To start, I changed target.process.virtual-addressable-bits from taking a uint to an array of strings (it should be an array of uint's but I wasn't getting that to work correctly, I'll play around with it more later). The array can be zero elements (no user override), a single element (used for all addresses, like today), or two elements (first number is low memory, second number is high memory). The alternative is to have an additional setting for those environments that need to specify a different address mask for high memory vrs. low memory.

I also changed Process::GetDataAddressMask and Process::GetCodeAddressMask to have a clear set of precedence for values. If the user specifies a number of addressing bits in that setting, this overrides what the system might tell lldb. The user's specified values do not overwrite/set the Process address mask.

Current behavior is that the mask is overwritten by the setting value if the mask is unset. But once the mask is set, the user setting is ignored. In practice this means you can set the setting ONCE in a Process lifetime, and then further changes to the setting are ignored. Made it a little annoying to experiment with this environment when I first started working on it. :)

None of this should change behavior on linux, but if folks from the linux world have a comment or reaction to this change, I would be interested to hear opinions. I haven't done much testing beyond the one test corefile, and I still need to work out how the two values are communicated in corefiles & live debug, but those are trivial details on the core idea.

FTR this is the AArch64 TCR_EL1.T0SZ and TCR_EL1.T1SZ. The values of this control register apply to both EL0 and EL1 execution, but the T0SZ value applies to the TTBR0_EL1 for low memory addresses and the TCR_EL1.T1SZ applies to TTBR1_EL1 for high memory addresses.

Diff Detail

Event Timeline

jasonmolenda created this revision.May 23 2023, 10:47 PM
Herald added a project: Restricted Project. · View Herald TranscriptMay 23 2023, 10:47 PM
jasonmolenda requested review of this revision.May 23 2023, 10:47 PM
jingham accepted this revision.May 24 2023, 4:52 PM

LGTM

The help string for the setting seems clear. There's also some logic to handle the setting vrs. the values we find from the stub which you describe in the comment to the review, but it would be nice to see that in a comment in the code somewhere to help out future generations.

This revision is now accepted and ready to land.May 24 2023, 4:52 PM

The array approach is cool but makes it hard to be backwards compatible: an old lldb is going to error out when presented with more than one value. If you made this two separate options, a client can use settings set -e to set the setting if it exists and still have valid low memory addresses if it doesn't.

bulbazord added inline comments.
lldb/source/Plugins/DynamicLoader/Darwin-Kernel/DynamicLoaderDarwinKernel.cpp
1099–1103

I think this comment needs to be updated? It doesn't look like you're calling SetVirtualAddressableBits here anymore.

Updated patch with Alex and Jonas' feedback incorporated.
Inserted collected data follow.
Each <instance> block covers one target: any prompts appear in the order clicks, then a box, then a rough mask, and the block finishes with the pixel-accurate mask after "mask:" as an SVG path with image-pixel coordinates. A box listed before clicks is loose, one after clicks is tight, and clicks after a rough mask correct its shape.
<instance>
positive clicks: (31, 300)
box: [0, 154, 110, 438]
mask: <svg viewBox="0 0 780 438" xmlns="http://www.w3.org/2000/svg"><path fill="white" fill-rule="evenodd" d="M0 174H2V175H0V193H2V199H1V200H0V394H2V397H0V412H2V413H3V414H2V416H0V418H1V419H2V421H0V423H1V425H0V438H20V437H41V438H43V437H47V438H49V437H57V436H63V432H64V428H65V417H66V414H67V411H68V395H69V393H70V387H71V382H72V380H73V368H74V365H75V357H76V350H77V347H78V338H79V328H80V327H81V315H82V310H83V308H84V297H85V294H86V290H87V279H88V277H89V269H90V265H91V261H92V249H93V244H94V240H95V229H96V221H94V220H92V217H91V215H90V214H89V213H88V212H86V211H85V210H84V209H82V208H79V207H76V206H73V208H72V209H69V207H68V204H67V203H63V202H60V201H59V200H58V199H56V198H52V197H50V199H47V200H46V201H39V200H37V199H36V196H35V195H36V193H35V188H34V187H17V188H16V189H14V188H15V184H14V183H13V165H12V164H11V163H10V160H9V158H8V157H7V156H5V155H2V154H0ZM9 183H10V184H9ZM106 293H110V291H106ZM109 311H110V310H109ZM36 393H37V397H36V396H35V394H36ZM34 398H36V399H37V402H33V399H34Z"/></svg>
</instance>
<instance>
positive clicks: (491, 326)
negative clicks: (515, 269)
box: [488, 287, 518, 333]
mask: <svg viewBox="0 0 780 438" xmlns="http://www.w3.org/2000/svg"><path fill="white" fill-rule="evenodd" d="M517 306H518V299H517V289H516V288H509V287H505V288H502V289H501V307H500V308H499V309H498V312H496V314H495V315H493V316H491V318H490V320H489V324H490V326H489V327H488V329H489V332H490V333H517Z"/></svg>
Most significantly, instead of making target.process.virtual-addressable-bits an array of uint values (between zero to two of them), I am leaving virtual-addressable-bits as-is, and adding a new target.process.highmem-virtual-addressable-bits setting. When this is set, its value will be used for setting high-memory signed addresses on AArch64 using the Apple ABI plugin. And the value in virtual-addressable-bits will be used for clearing low-memory signed addresses on AArch64 Apple. If this new highmem-virtual-addressable-bits is not set (the 99.9% most common case), virtual-addressable-bits applies to both address ranges.

This revision was automatically updated to reflect the committed changes.

None of this should change behavior on linux, but if folks from the linux world have a comment or reaction to this change, I would be interested to hear opinions. I haven't done much testing beyond the one test corefile, and I still need to work out how the two values are communicated in corefiles & live debug, but those are trivial details on the core idea.

I primarily work with lldb in Linux userspace, so this isn't an issue. Also seems unlikely that the Linux kernel would decide to change it, but if it did the scheme implemented here looks fine.